Sunday morning in Ithaca
The city opens up in the morning, when, giddy from sleep,
it throws off the covers of night. It greets passers-by
with a gap-toothed asphalt smile full of holes and fillings
and hugs them with its enchanting tree-lined streets which
aren’t so easy to categorize in English. But
I adore sidewalks, even when they are humpbacked.
They are the blood vessels of the city. I penetrate them
not knowing if I am a virus or an antibody.
Step after step. Street by street. Gardens in bloom
veil the run-down houses, power cables
hang like quipus….sending hidden messages
in a forgotten tongue or betraying bungled installation?
Slipshodness as a fashion, like new blue jeans with rips.
Stagnant air, a whiff of a joint, a dazzling percentage
of humidity in the air. A city as sad as my old aunt,
once an enchanting beauty, who can’t renounce
her girlish gestures and seductive manners…
A summer rain washes the dirt from the wrinkled streets,
youth dries up and decays in the herbarium of memory.
I admire the number of churches, but it’s too early for services…
Nothing is happening. Just a person or two
carrying their coffee in throwaway plastic cups.
One house has a sign Resistance, but it turns out
to be the name of a hairdresser’s shop. No other signs
of disagreement, just strings of banners.
All of a sudden, here’s a man! With a signboard:
Seeking human kindness. Finally someone has a message
to convey and the courage to bring it out
before the eyes of the nameless crowd. But no one turns to watch….
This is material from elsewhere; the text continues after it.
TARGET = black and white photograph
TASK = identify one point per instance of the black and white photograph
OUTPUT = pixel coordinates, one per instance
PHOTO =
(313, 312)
people walk dogs, passers-by pass by….
The proper place for me: a city that lives by inertia
the same way I do.
I stroll along.
Birds on branches tweet, I no longer keep track of what.
I look for a way past the feeling of impasse.
I love poems like this one, that come with pain,
start with the stomach and can’t be held back…
Downtown next to the sidewalk a beet grows like a flower.
A momentary smell of linden, though linden season was back in June.